By means of which our roving European reporter keeps in touch with the Editor.
For an awful moment I thought I was going to have to return to the original title for these summer letters; which you will recall was Letter from Europe. Fortunately the majority in England decided that we should stay in Europe, so European Letter continues, and that allows me the latitude of happenings at home as well as abroad in this feature. Since the season started I seem so have spent more time over Europe than on it, starting with a trip to the South African Grand Prix by Jumbo jet, when our flight over Europe was a very small part of the journey. With the long-distance sports car races this season being large International club meetings, rather than serious International motor races, I took the opportunity of diversifying my activities a bit and took advantage of the fact that England is part Of Europe. One small indulgence that I allowed myself was to he part of a motorcycle “demonstration” at the RAC Championship hill-climbs meeting at Wiscombe Park. Speed hill-climbing for motorcycles is rather limited due to suitable venues being hard to come by, but fortunately a number of car clubs look upon motorcycles in a kindly light and invite us to put on a “demonstration”. It cannot be a competitive event for us due to RAC /ACC/ red-tape and complicated paper-work, so the regulations for the twenty to twenty-five of us who take part on our racing motorcycles, say simply, under the paragraph headed “Awards”—there will he no awards. We ride for fun, but it doesn’t make anyone try less harder, for there is keen competition among ourselves. I find at these motor car speed hill-climbs that the presence of a handful of racing motorcycles adds a lot of interest for most people I talk to. There is no question of competing against the cars, and indeed motorcycle times are a lot slower than car times for we cannot hope to brake as late for the corners, nor can we powerslide out of the hairpins the way Formula One cars or Formula 5000 cars do, and while you can hit the hank with a four-wheeler and get away with it, there is no incentive to try it with two wheels.

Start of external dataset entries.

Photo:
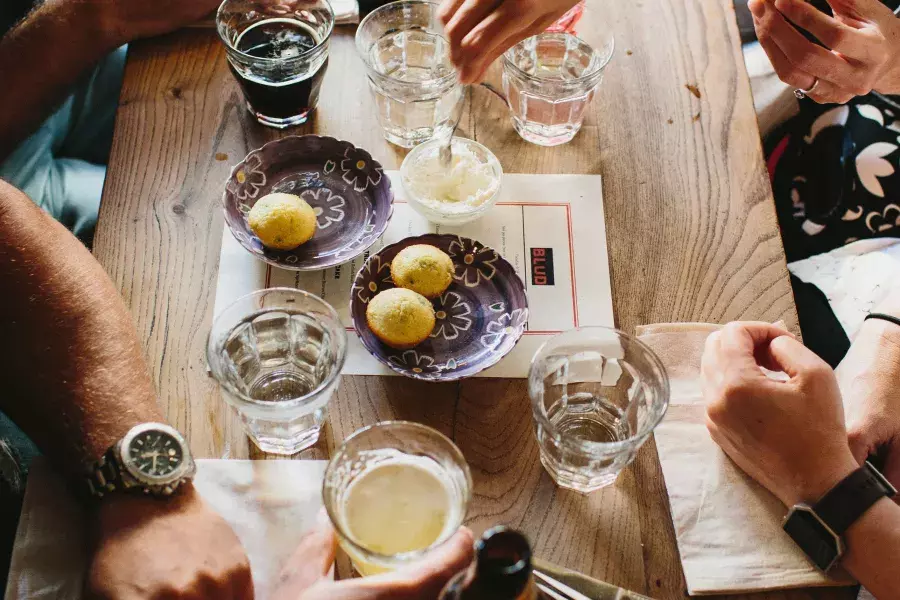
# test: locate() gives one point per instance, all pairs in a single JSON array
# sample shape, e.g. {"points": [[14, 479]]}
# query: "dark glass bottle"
{"points": [[367, 6], [501, 571]]}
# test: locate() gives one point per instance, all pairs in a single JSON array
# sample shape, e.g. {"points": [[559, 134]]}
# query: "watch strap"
{"points": [[105, 476], [854, 495]]}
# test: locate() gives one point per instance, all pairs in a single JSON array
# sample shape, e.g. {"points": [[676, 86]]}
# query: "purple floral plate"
{"points": [[479, 319], [346, 187]]}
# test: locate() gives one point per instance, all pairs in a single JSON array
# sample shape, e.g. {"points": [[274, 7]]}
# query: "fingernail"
{"points": [[322, 519], [756, 7]]}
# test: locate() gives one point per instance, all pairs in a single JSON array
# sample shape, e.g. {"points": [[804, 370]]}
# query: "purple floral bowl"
{"points": [[346, 187], [479, 319]]}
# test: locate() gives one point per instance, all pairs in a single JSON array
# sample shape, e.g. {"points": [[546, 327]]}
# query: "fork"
{"points": [[557, 590]]}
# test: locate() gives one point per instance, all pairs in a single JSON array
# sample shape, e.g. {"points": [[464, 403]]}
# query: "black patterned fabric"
{"points": [[836, 174]]}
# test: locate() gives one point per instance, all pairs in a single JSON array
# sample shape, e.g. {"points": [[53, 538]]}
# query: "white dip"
{"points": [[468, 183]]}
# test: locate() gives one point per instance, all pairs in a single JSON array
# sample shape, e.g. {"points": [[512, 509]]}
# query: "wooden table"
{"points": [[690, 219]]}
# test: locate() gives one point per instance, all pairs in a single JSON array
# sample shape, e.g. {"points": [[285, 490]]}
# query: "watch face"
{"points": [[155, 454], [816, 540]]}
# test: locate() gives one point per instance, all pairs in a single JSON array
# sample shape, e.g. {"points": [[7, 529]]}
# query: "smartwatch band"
{"points": [[847, 501], [883, 317]]}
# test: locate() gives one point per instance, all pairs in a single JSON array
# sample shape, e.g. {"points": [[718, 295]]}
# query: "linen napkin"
{"points": [[727, 526], [270, 504]]}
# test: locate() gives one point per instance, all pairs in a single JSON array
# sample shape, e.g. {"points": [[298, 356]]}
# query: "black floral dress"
{"points": [[836, 174]]}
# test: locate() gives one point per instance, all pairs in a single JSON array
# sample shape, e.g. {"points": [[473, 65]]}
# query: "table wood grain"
{"points": [[690, 220]]}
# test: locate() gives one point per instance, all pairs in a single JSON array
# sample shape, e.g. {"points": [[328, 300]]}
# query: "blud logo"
{"points": [[542, 266]]}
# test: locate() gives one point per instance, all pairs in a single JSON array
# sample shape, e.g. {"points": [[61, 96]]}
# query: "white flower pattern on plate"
{"points": [[328, 206], [371, 277], [474, 262], [451, 316], [359, 170], [510, 324], [420, 364], [250, 178]]}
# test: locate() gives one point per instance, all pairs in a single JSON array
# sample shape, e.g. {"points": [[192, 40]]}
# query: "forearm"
{"points": [[71, 368], [873, 545], [42, 57]]}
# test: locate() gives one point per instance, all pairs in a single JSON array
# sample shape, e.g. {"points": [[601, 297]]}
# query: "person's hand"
{"points": [[481, 30], [868, 377], [789, 435], [169, 549], [305, 576], [127, 20], [862, 45]]}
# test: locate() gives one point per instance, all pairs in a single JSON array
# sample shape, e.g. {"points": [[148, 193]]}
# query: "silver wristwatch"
{"points": [[152, 458]]}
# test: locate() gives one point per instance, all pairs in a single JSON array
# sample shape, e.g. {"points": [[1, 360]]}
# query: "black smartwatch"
{"points": [[818, 529]]}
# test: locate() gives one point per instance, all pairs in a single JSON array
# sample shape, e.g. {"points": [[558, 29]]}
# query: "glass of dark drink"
{"points": [[279, 54]]}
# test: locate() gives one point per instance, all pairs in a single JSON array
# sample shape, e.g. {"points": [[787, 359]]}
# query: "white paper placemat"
{"points": [[551, 228]]}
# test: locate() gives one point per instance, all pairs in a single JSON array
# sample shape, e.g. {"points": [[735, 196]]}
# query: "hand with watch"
{"points": [[791, 437], [156, 536], [869, 376]]}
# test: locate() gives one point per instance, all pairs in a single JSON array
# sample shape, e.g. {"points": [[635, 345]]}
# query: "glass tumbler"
{"points": [[549, 81], [394, 491], [278, 54], [277, 355], [415, 87], [596, 395]]}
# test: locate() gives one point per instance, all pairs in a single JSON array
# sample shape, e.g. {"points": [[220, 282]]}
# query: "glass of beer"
{"points": [[394, 491], [279, 54]]}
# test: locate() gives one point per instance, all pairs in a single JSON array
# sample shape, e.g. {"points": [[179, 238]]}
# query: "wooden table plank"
{"points": [[690, 221]]}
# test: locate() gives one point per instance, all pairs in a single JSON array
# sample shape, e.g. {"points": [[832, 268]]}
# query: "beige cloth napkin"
{"points": [[728, 527], [270, 504]]}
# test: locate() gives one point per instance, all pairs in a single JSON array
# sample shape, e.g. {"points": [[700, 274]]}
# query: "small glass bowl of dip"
{"points": [[451, 196]]}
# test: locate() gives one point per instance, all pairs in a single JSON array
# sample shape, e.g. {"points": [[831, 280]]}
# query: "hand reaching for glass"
{"points": [[861, 45], [305, 576], [481, 30]]}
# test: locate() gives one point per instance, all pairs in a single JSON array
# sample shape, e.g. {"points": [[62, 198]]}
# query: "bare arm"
{"points": [[43, 56], [765, 427], [71, 367], [873, 545], [74, 378]]}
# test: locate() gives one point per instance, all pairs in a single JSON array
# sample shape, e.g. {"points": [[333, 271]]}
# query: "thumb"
{"points": [[310, 562], [862, 443], [422, 579], [892, 465], [861, 11], [792, 357]]}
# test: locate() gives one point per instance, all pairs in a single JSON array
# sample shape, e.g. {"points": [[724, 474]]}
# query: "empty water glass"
{"points": [[278, 355], [549, 81], [413, 82], [596, 394]]}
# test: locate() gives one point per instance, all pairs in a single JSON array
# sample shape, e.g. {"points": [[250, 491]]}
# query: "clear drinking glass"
{"points": [[278, 355], [278, 54], [416, 89], [549, 81], [596, 394], [396, 512]]}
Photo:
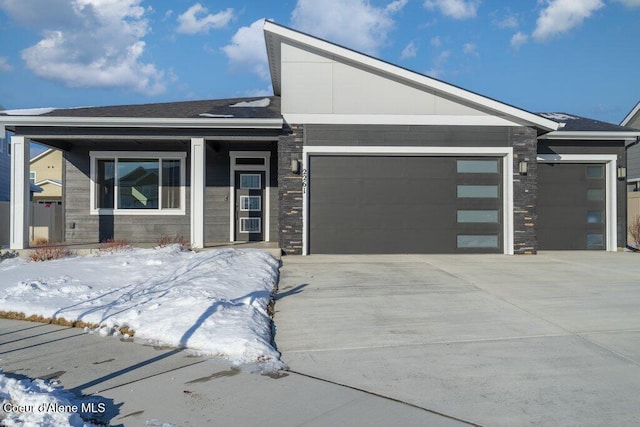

In order to take part at Wiscombe Park I had to do a lot of pre-planning to finish up at the right place at the right time, for it would have been no good finding myself in the South of France when I should have been preparing my 650 c.c. Triumph and loading it up on the trailer. In addition to this weekend a week round Italy was planned, as written-up by A.H. last month, and an interesting day at Donington Park was planned (for further details see the August issue of MOTOR SPORT). In consequence of doing these things that were out of the normal run of European race coverage I did not follow the usual procedure of setting off in the E-type in March, but instead got involved in flying trips, hire-car trips, passengering in the cars of colleagues and using my Honda-4 motorcycle. To begin with I kept hearing people saying things like “Where’s the E-type?” or “Did you have a good drive down to Spain?” or more popularly “What are you doing at London Airport?” The simple answer to most of these questions was “Well, you see, I am having a bit of a go on my racing motorcycle in four weeks time . . .” Many people could not actually see what I was getting at and it was all too complicated to explain in detail. At other times when I explained the “new look 1975 travels of D.S.J.” by remarks such as “well I want to go to the opening of the new Reading Speedway”, or “. . . . well there was this chance of driving a Tyrrell . . .” and so on, there were feelings that the Eurhpean scene must be changing without the white E-type motoring from one race to another.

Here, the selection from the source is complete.